Polizia e Galleria degli Uffizi a Roma: intesa sul nuovo polo del museo
ROMA, 12 gennaio 2026 – Un ponte ideale tra l’eccellenza dell’arte mondiale e la storia della sicurezza nazionale è stato gettato oggi nella Capitale. È stato siglato questa mattina il protocollo d’intesa tra il Capo della Polizia, il Prefetto Vittorio Pisani, e il Direttore delle Gallerie degli Uffizi, Simone Verde, per dare vita al nuovo museo della Polizia di Stato. L’accordo avvia una cooperazione senza precedenti che metterà a disposizione del Dipartimento della Pubblica Sicurezza le competenze tecniche e scientifiche di uno dei centri espositivi più prestigiosi al mondo, con l’obiettivo ambizioso di integrare la nuova struttura nel Sistema Museale Nazionale.
Il progetto, come riporta il comunicato dell’ Ufficio Stampa Polizia di Stato – non si limita a una semplice raccolta di cimeli o archivi, ma ambisce a diventare un polo educativo centrale per la diffusione della cultura della legalità tra le nuove generazioni, attraverso la valorizzazione del patrimonio artistico, storico e identitario dell’Istituzione, il percorso narrativo racconterà l’evoluzione del concetto di sicurezza in Italia, utilizzando la memoria collettiva come strumento di partecipazione civile. Grazie al supporto critico della Galleria degli Uffizi, il futuro allestimento godrà di una curatela scientifica di altissimo profilo, capace di tradurre i valori della Polizia in un linguaggio museografico moderno, fluido e coinvolgente per cittadini e turisti.
L’iniziativa rafforza il legame tra il mondo della cultura e quello della pubblica sicurezza, sottolineando come l’identità di una nazione si costruisca anche attraverso la tutela della legge e la custodia dei propri ricordi.
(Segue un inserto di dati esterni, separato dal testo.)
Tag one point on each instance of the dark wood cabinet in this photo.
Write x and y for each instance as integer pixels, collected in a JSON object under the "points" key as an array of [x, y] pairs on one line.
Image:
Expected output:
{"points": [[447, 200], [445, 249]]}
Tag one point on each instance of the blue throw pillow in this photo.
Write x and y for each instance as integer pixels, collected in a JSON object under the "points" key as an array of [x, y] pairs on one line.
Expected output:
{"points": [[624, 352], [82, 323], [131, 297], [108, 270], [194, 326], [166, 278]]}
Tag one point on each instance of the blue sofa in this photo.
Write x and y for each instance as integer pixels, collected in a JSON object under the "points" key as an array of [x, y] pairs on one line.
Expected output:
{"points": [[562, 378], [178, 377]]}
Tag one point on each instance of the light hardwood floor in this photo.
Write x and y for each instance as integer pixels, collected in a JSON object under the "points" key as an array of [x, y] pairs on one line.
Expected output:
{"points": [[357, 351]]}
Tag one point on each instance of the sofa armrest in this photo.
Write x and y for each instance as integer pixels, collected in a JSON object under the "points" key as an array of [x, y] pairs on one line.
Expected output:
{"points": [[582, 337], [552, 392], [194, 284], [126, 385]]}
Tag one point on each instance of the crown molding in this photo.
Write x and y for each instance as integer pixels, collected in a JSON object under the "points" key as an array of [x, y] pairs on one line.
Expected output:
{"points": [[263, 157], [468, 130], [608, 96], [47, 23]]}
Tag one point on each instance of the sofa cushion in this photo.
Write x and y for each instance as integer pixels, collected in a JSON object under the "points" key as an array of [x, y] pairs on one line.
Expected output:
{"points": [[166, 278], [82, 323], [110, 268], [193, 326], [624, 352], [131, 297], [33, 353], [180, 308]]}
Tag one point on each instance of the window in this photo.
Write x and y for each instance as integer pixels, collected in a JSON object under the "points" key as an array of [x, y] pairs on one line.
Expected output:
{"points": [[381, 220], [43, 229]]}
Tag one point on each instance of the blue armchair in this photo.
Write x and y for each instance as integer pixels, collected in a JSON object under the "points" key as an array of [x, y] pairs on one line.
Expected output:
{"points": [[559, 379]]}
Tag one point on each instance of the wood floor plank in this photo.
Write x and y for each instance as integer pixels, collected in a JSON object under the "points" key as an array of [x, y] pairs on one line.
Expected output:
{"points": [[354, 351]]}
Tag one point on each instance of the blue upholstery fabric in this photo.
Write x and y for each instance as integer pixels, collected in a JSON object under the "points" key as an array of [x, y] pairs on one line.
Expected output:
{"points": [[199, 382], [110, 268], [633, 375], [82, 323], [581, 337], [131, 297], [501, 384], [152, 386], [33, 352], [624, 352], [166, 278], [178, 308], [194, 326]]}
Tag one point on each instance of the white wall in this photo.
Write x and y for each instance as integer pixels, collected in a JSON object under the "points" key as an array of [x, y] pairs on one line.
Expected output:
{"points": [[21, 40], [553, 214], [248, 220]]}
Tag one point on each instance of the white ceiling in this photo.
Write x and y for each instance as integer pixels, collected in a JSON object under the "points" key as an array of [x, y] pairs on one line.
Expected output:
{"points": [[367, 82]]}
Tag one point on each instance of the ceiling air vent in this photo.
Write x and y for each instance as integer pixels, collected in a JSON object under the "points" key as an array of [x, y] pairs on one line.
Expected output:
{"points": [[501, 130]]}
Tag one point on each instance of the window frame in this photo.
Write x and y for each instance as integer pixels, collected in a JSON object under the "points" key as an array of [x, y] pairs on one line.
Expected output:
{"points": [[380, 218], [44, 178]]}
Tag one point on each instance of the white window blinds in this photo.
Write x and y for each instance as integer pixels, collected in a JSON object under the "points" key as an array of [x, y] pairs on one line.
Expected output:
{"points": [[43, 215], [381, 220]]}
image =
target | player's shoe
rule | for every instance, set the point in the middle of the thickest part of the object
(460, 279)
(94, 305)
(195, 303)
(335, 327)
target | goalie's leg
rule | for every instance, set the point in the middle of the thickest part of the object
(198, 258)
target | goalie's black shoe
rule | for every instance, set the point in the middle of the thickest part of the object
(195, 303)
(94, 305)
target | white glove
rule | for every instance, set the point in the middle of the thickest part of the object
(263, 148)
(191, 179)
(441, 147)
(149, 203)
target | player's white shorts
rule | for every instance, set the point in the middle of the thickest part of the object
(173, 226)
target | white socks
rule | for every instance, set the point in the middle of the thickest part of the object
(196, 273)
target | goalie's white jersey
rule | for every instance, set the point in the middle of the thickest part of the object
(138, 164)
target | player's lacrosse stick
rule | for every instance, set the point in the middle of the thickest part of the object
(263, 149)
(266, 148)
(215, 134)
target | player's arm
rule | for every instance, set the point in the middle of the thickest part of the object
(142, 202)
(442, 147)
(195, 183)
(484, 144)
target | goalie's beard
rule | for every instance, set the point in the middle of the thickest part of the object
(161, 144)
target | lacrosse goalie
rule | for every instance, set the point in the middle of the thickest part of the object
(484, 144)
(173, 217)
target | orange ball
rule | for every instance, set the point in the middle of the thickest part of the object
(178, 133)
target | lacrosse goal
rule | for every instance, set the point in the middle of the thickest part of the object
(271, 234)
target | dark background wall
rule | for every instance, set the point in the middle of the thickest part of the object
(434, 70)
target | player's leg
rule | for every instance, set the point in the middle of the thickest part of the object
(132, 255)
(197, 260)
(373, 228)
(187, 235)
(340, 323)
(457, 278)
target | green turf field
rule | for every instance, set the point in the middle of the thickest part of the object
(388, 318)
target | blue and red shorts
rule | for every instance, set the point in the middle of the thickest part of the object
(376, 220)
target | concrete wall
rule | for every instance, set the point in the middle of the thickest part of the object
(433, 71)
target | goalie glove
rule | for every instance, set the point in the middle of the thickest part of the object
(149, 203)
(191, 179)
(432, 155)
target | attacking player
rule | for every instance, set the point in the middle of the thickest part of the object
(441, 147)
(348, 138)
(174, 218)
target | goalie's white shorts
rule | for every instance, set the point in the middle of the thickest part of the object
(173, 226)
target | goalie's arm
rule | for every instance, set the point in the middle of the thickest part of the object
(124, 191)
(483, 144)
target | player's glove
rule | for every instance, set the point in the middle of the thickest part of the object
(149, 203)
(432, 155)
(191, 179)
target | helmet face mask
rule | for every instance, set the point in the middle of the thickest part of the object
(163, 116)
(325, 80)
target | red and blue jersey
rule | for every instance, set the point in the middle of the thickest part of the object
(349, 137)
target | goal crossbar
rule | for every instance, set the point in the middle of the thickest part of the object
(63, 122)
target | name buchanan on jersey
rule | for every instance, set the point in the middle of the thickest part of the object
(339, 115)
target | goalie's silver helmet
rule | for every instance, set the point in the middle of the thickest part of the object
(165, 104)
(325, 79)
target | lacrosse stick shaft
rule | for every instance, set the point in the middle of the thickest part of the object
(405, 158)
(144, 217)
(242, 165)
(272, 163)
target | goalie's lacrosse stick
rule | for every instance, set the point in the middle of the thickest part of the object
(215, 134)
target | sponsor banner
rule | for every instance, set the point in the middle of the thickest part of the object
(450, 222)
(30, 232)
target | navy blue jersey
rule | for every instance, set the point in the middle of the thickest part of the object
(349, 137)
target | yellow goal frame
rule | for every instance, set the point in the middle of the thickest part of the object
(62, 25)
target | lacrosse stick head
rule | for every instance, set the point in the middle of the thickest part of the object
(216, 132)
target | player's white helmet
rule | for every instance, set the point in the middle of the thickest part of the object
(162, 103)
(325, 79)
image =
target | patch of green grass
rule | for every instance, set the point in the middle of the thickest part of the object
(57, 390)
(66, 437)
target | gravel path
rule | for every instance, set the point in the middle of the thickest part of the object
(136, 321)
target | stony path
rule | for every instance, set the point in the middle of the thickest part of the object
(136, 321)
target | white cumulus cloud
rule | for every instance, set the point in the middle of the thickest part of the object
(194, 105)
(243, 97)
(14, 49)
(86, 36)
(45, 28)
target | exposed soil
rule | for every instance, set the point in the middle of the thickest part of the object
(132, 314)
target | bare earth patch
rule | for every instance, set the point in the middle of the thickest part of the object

Per la Polizia di Stato, la creazione di questo spazio a Roma rappresenta un passo fondamentale per consolidare il rapporto di fiducia con la collettività, offrendo una vetrina trasparente sulla propria storia, sui propri sacrifici e sulle sfide quotidiane. Il know-how degli Uffizi sarà determinante non solo per la definizione dei percorsi espositivi, ma anche per le scelte architettoniche che dovranno rendere il Polo Museale un punto di riferimento culturale di rilevanza internazionale.
L’accordo sancisce inoltre un nuovo modo di intendere il dialogo istituzionale, dove la sicurezza non è solo prevenzione o repressione, ma anche educazione al bello e al rispetto delle regole comuni.